計画表を見てあれこれ思案していると、横でイアンが「んん~」と(うな)った。

 ペンを持ったまま難しい顔をしているが、目はテキストを素通りして、窓の外の雲に向けられている。

 完全に集中力が切れているわね。

 私は参考書にしおりを挟み、ぱたんと閉じた。

「イアン様、勉強は一旦お休みにして、休憩しましょうか」

「いいの?」

「焦っても良いことありませんからね。

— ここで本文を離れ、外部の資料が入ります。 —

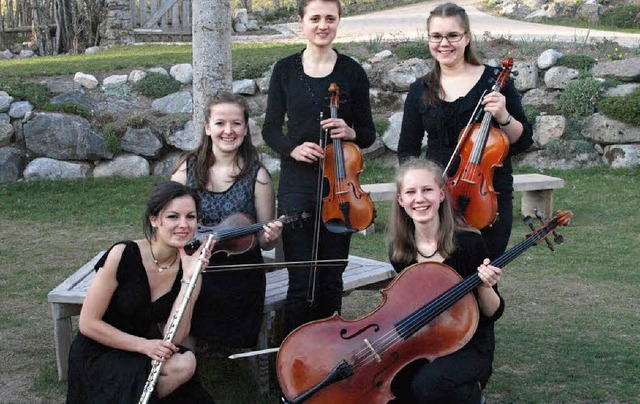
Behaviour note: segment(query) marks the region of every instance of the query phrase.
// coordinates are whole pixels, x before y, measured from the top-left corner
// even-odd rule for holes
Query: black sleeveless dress
[[[103,320],[128,334],[162,338],[157,324],[169,318],[180,291],[182,268],[171,290],[151,301],[149,279],[138,245],[134,241],[118,244],[125,244],[116,274],[118,286]],[[95,265],[96,271],[104,266],[109,251]],[[185,352],[186,348],[181,347],[180,351]],[[150,370],[148,356],[102,345],[78,332],[69,352],[67,403],[137,403]],[[156,392],[152,401],[158,401]],[[161,402],[210,403],[213,399],[192,379]]]
[[[241,212],[256,220],[255,181],[260,170],[236,180],[226,191],[210,192],[198,187],[193,178],[193,163],[187,161],[187,186],[201,198],[198,218],[205,226],[214,226],[232,213]],[[262,324],[266,277],[263,270],[216,272],[215,265],[262,263],[257,245],[244,254],[227,256],[220,252],[209,260],[211,271],[203,274],[202,289],[191,320],[191,335],[224,348],[255,346]]]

たまには、ぱーっと遊んで気分転換してから、また頑張りましょう!」

「やったー!」

「何をして遊びますか?」

「ダンス!」

「了解です! では行きましょうか」

 ご機嫌なイアンと並んで廊下を歩いていると、正面からアシュレイがやってきた。

 勤務中は一分の隙も無くかっちりと騎士服をまとっているが、休日は白シャツに黒いズボンというラフな服装で、髪も無造作に下ろしている。

 こちらに気付いた彼が、おや? という顔をした。
 
「あれ、勉強はもう終わったんですか?」

「ちょっと息抜きにダンスの練習をしようと思って。そういえば、アシュレイ様はダンス、お得意ですか?」

「まぁ、そこそこ、ですね」

 アシュレイがすいっと視線をそらす。
 
 うん。キミ、嘘ついてるねぇ。その顔、絶対にダンス苦手だよねぇ。
 バレないと思ったの? 残念ながら、お見通しよ?
 
 冷静沈着で一見あまり表情が変わらないアシュレイだが、よく観察すると、割と表情豊かだったりする。

 特に視線。嘘をつくときは大抵そらす。

 前世女優だった私の観察眼からは逃れられないわよ――と思いながら、私はにっこりほほ笑んで提案した。